Erich Fromm, Art Of Loving
We sense and define the borders of ourselves with skin: boundary, sentry, pigment, signal. Skin is where we are vulnerable, where our heat is lost, and where we must make contact to live and mate. Skin plays many roles, and so bears its own diversities and contradictions.
On our soft ventral sides, along the midline from throat to abdomen to pelvis—the front of a human being, derived from the ground-facing aspect of a four-legged reptile or early mammal—blood flows toward the surface for blushing and swelling, to reach out, to functionalize, to couple.
Our hair-raising, tingling, rageful, boundary-violated feeling is instead felt and expressed dorsally, along the back—the more secret, less visible side of human beings, paradoxically facing away from the individual confronting us. But in our evolutionary history before standing upright, this was the more noticeable upper side, where like the ruffs and backs of cats and wolves, hairs could rise to help us expand our presence.

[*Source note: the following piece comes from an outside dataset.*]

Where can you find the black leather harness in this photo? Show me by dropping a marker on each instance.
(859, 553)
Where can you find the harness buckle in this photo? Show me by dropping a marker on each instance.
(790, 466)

Karl Deisseroth, Projections
If we could see more than meets the eye, we could watch as a clump of cells grows into a human being in a woman’s belly. We would suddenly see how we develop, roughly speaking, from three tubes.
The first tube runs right the way through us, with a knot in the middle. This is our cardiovascular system, and the central knot is what develops into our heart.
The second tube develops more or less parallel to the first along our back. Then it forms a bubble that migrates to the top end of our body, where it stays put. This tube is our nervous system, with the spinal cord, including the brain, at the top and myriad nerves branching out into every part of our body.
The third tube runs through us from end to end. This is our intestinal tube—the gut. The intestinal tube provides many of the furnishings of our interior, including our lungs, liver, and pancreas. It is involved in the complex construction of our mouth, creates our esophagus, with its ability to move like a break dancer, and develops a little stomach pouch so we can store food for a couple of hours. And, last but not least, the intestinal tube completes its masterpiece—the eponymous intestine or gut.